JEPARA, Joglo Jateng – Isu dugaan beras oplosan pada beberapa merek beras premium yang diungkap pemerintah pusat membuat sejumlah masyarakat di Kabupaten Jepara dilanda keresahan. Isu beras premium oplosan berkembang luas melalui media sosial dan grup-grup pesan instan, menimbulkan kekhawatiran soal kualitas, keamanan pangan, dan kejujuran pedagang yang beroperasi.
Keresahan ini muncul sejak pemerintah pusat mengabarkan bahwa beredarnya daftar merek beras yang diduga merupakan hasil pengolosan antara beras premium dan medium.

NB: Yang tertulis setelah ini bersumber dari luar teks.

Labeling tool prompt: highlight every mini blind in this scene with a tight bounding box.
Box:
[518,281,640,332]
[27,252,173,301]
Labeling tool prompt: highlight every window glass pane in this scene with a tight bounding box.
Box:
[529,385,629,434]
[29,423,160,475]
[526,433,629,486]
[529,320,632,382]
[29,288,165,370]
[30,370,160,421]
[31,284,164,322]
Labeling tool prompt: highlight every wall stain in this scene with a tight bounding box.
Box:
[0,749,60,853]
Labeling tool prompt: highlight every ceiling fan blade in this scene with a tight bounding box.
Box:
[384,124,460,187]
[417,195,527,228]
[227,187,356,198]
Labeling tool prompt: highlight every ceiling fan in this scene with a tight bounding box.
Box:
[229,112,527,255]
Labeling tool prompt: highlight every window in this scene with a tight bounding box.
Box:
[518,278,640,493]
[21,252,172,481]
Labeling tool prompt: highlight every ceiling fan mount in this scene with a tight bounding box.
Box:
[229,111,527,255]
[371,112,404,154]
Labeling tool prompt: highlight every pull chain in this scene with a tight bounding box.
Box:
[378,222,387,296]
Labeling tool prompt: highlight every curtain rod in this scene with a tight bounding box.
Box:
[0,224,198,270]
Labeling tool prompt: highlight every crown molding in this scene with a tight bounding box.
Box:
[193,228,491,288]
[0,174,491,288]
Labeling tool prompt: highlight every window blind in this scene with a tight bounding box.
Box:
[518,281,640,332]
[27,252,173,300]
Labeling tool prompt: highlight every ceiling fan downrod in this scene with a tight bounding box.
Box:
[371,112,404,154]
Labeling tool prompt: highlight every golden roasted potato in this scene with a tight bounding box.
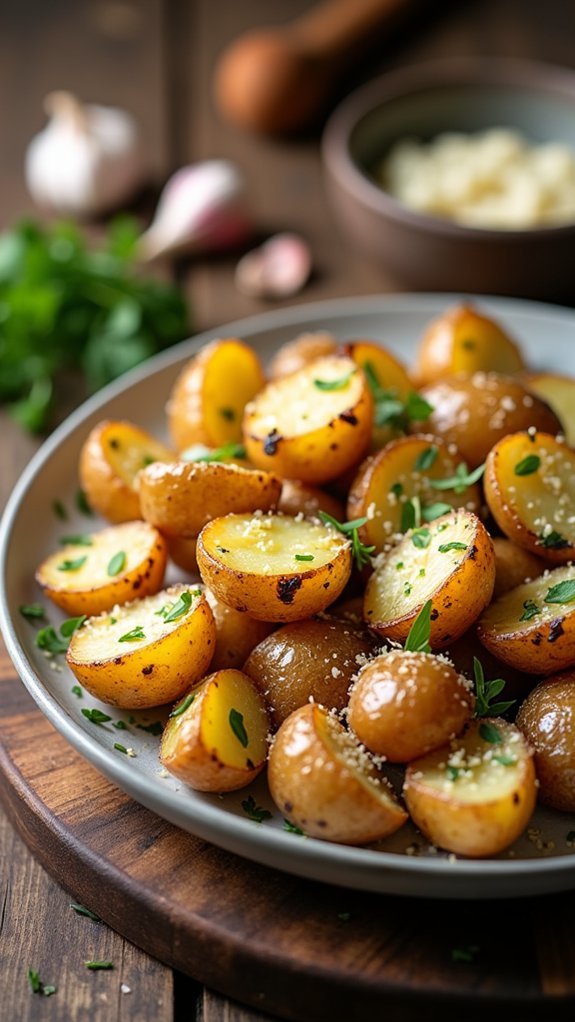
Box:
[516,670,575,812]
[159,668,268,792]
[268,703,408,844]
[416,305,525,385]
[347,434,481,552]
[478,565,575,675]
[66,585,215,709]
[403,717,537,858]
[196,514,351,621]
[36,521,167,616]
[139,461,282,539]
[79,420,174,522]
[243,618,374,728]
[347,650,475,763]
[485,431,575,564]
[412,373,563,468]
[364,511,495,650]
[243,355,373,484]
[166,337,266,451]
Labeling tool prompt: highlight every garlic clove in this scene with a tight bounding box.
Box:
[138,159,250,261]
[25,92,143,217]
[236,232,312,298]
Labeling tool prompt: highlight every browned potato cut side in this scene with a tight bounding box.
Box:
[36,521,167,615]
[159,669,268,792]
[364,511,495,650]
[268,703,408,844]
[66,585,215,709]
[403,717,537,858]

Salah satu warga Desa Bawu, Kecamatan Batealit, Endang Sugiarti, biasa membeli beras Wilmar ukuran 25 kilogram seharga Rp 340 ribu. Menurutnya, rasa beras tersebut semakin menurun, sehingga kini ia memilih merek Raja Lele seharga Rp 355 ribu.
“Saya kalau beli beras itu karungan, jadi setiap beras habis, itu tahu rasa dari beras sebelum dan setelahnya. Pertama berasnya pulen enak, yang kedua agak pucet warnanya dan nggak enak. Terus ganti merek dan enak, dengan harga Rp 354 ribu,” ucapnya pada Joglo Jateng, Rabu (16/7).
Hal serupa juga dirasakan, Ayu, warga Desa Ngasem, Kecamatan Batealit. Ia merasakan perbedaan kualitas pada beras produksi Wilmar. Meski sempat rutin membeli beras premium seharga Rp 76 ribu per 5 kilogram, ia mengeluhkan nasi yang cepat berair meski menggunakan rice cooker normal.
Merasa kurang puas, kini ia beralih ke merek lain, bahkan sebelum isu beras oplosan ramai diberitakan. “Kalau harga beras di bawa Rp 13 ribu memang kurang enak. Makanya beli premium Wilmar 5 kilogram untuk 10 hari. Kalau pulen sih pulen, tapi cepat berair padahal magicom normal,” ucapnya.